La campagna di avvistamento cetacei di Fondazione CIMA: i dati del 2023

Come ogni anno, le nostre ricercatrici e ricercatori dell’ambito Ecosistemi Marini hanno portato avanti, tra marzo e settembre 2023, le campagne di avvistamento dei cetacei nel Mar Ligure, raccogliendo dati preziosi per lo studio di diversi aspetti dell’ecologia di queste specie, dalla loro abbondanza alla distribuzione, fino allo stato di salute.

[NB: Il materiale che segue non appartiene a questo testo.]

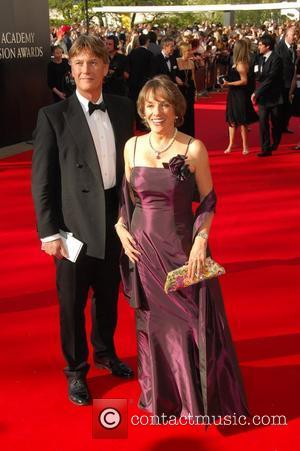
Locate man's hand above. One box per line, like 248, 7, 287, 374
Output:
42, 239, 68, 260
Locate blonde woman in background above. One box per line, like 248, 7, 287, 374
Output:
223, 39, 258, 155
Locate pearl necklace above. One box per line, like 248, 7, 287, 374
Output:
149, 128, 177, 160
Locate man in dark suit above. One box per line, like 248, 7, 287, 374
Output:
251, 34, 283, 157
128, 34, 153, 130
153, 38, 177, 83
32, 35, 133, 405
276, 26, 297, 133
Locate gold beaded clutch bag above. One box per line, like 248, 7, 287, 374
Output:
165, 257, 225, 293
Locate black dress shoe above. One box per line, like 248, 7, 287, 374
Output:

In particolare, nei 2.900 chilometri percorsi dalla nostra imbarcazione da ricerca Headwind sono stati registrati oltre 360 avvistamenti di cetacei: la maggior parte degli avvistamenti (192) riguarda gruppi di stenella striata, seguita dai 100 avvistamenti di balenottera comune, 55 di zifio (specie difficile da studiare a causa dei lunghi periodi che trascorre in immersione profonda), 10 di capodoglio, 3 di globicefali e 2 di tursiopi.

Durante le campagne in mare, il nostro gruppo di ricerca ha potuto anche raccogliere, per alcune specie, campioni e altri dati specifici per le attività previste dallo Spoke 2 del National Biodiversity Future Centre: tra questi, campioni del soffio (il getto emesso dallo sfiatatoio quando l’animale riemerge in superficie), biopsie cutanee, DNA ambientale (eDNA) e dati metrici. Un valido supporto per la raccolta di questo materiale è rappresentato dall’impiego di droni che, come abbiamo raccontato in passato, consente tanto di raccogliere il materiale emesso dallo sfiatatoio quanto di eseguire le rilevazioni di fotogrammetria per la valutazione di posizione e forma dei cetacei.

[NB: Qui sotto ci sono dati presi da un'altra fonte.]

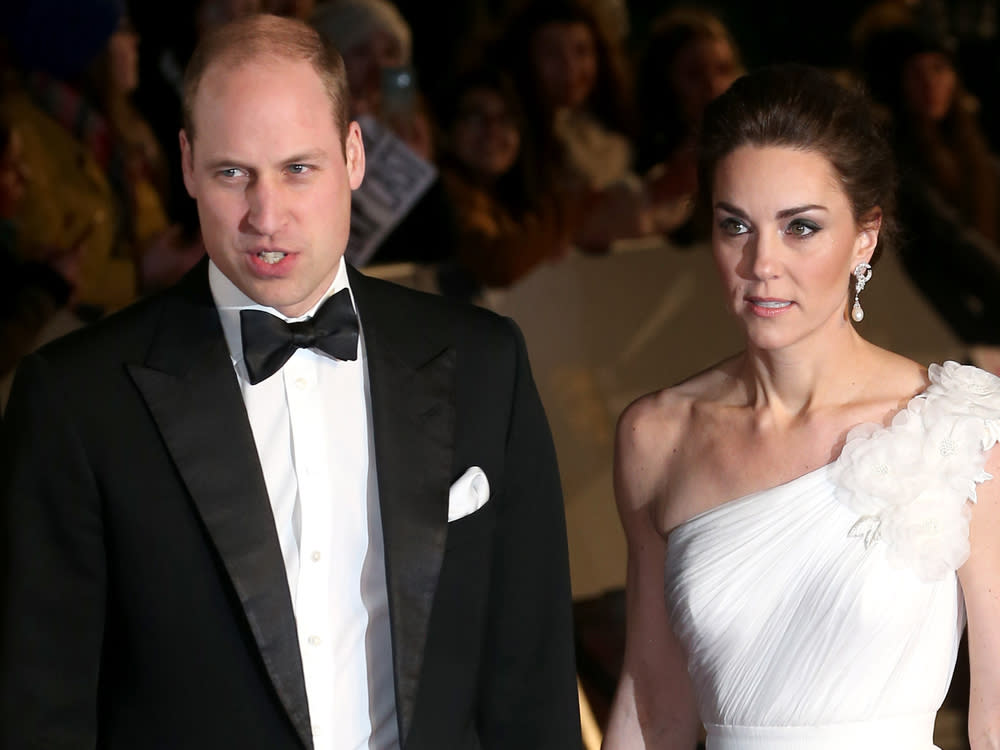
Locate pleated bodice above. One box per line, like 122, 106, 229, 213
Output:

Agli avvistamenti registrati sull’imbarcazione da ricerca di Fondazione CIMA vanno aggiunti quelli raccolti a bordo dei traghetti che percorrono le acque del Santuario Pelagos, con i quali collaboriamo fin dal 2008 nell’ambito del FLT Med Net e, per il 2023-24, nell’ambito del progetto LIFE CONCEPTU MARIS per la raccolta dei dati sui cetacei. I 53 monitoraggi condotti nel 2023 hanno portato a 418 avvistamenti di balenottere, 248 di stenella striata, 18 avvistamenti di zifi, 17 di capodogli, 5 di tursiope e 2 di globicefali.

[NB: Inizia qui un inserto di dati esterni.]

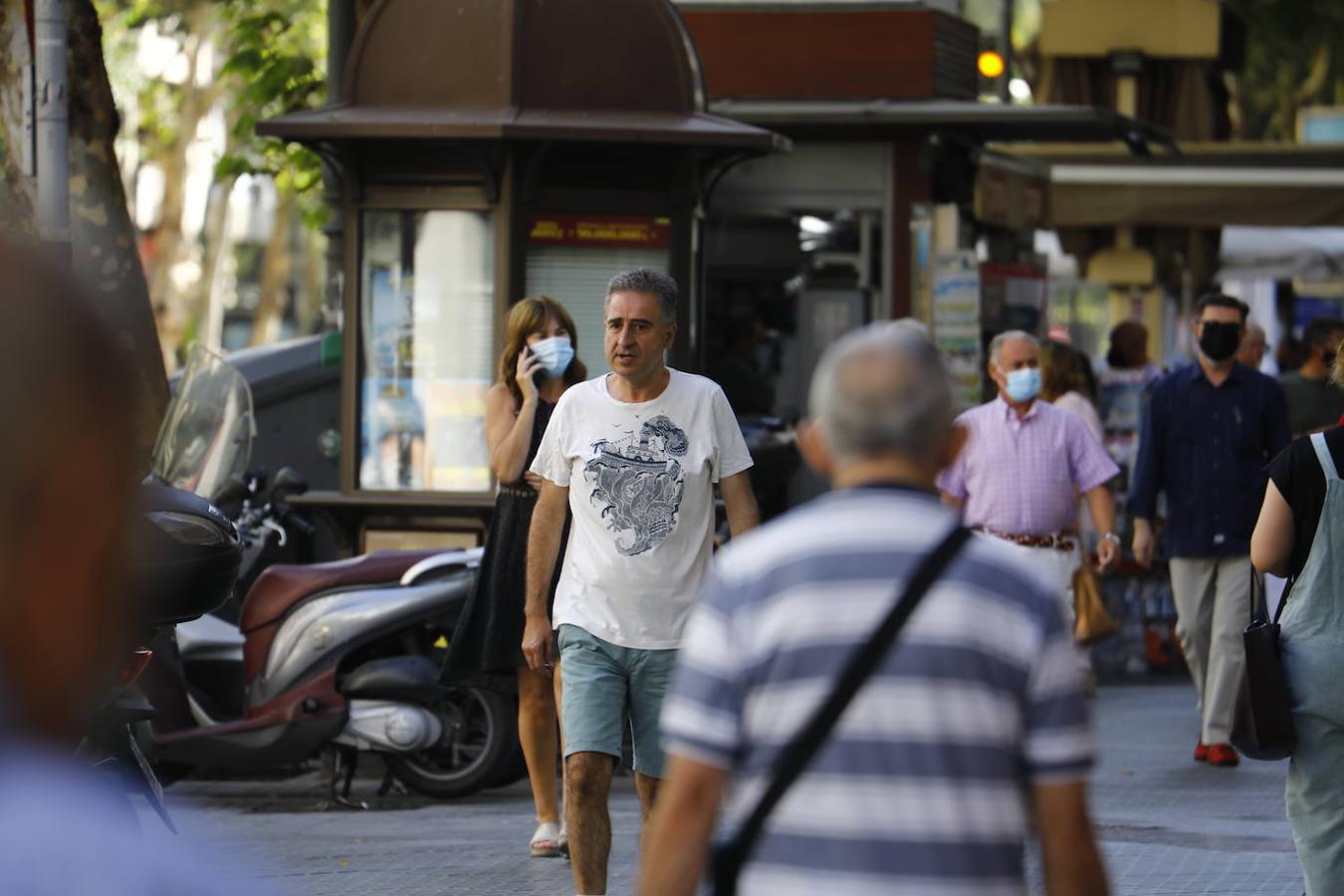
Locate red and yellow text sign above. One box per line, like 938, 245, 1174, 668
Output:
527, 215, 672, 249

«I globicefali sono di norma una specie rara in acque liguri: mediamente abbiamo un avvistamento all’anno, mentre quest’anno li abbiamo avvistati più volte e più o meno sempre nella stessa zona», spiega Paola Tepsich, referente dell’ambito Ecosistemi Marini. «Questo ci ha anche permesso di raccogliere diversi dati anche di fotogrammetria, dai quali speriamo di ricavare maggiori informazioni sui gruppi (o pod) che popolano il Mediterraneo, particolarmente rilevanti se consideriamo che la popolazione mediterranea è classificata com endangered, minacciata di estinzione, nella Red List della IUCN».

Gli esperti e le esperte dell’ambito segnalano anche l’anomala quantità di avvistamenti di balenottere, molto presenti soprattutto nella zona tra Loano e Savona e spesso presenti anche in gruppi formati da due a quattro individui. «È una situazione inusuale, ma già vista in passato: vorremmo infatti cercare di capire se l’ondata di calore che ha interessato l’area possa averne influenzato la distribuzione», conclude Tepsich. «Di certo è una situazione da monitorare e approfondire, perché questa forte concentrazione di balenottere aumenta il rischio di collisione con le imbarcazioni».

È bene segnalare che i due tipi di campagna, quella a bordo dell’imbarcazione di ricerca Headwind e quella condotta sui traghetti, non sono tra loro paragonabili, proprio per il tipo di viaggio che compiono. Headwind effettua campagne ad hoc e specie-specifiche e pertanto, soprattutto su alcune specie (zifi in particolare), si sofferma per più tempo al fine di raccogliere i dati necessari; i traghetti, invece, proseguono il loro viaggio senza soffermarsi a raccogliere altri dati sulla specie avvistata e, di conseguenza, la quantità di avvistamenti a bordo risulta più alta.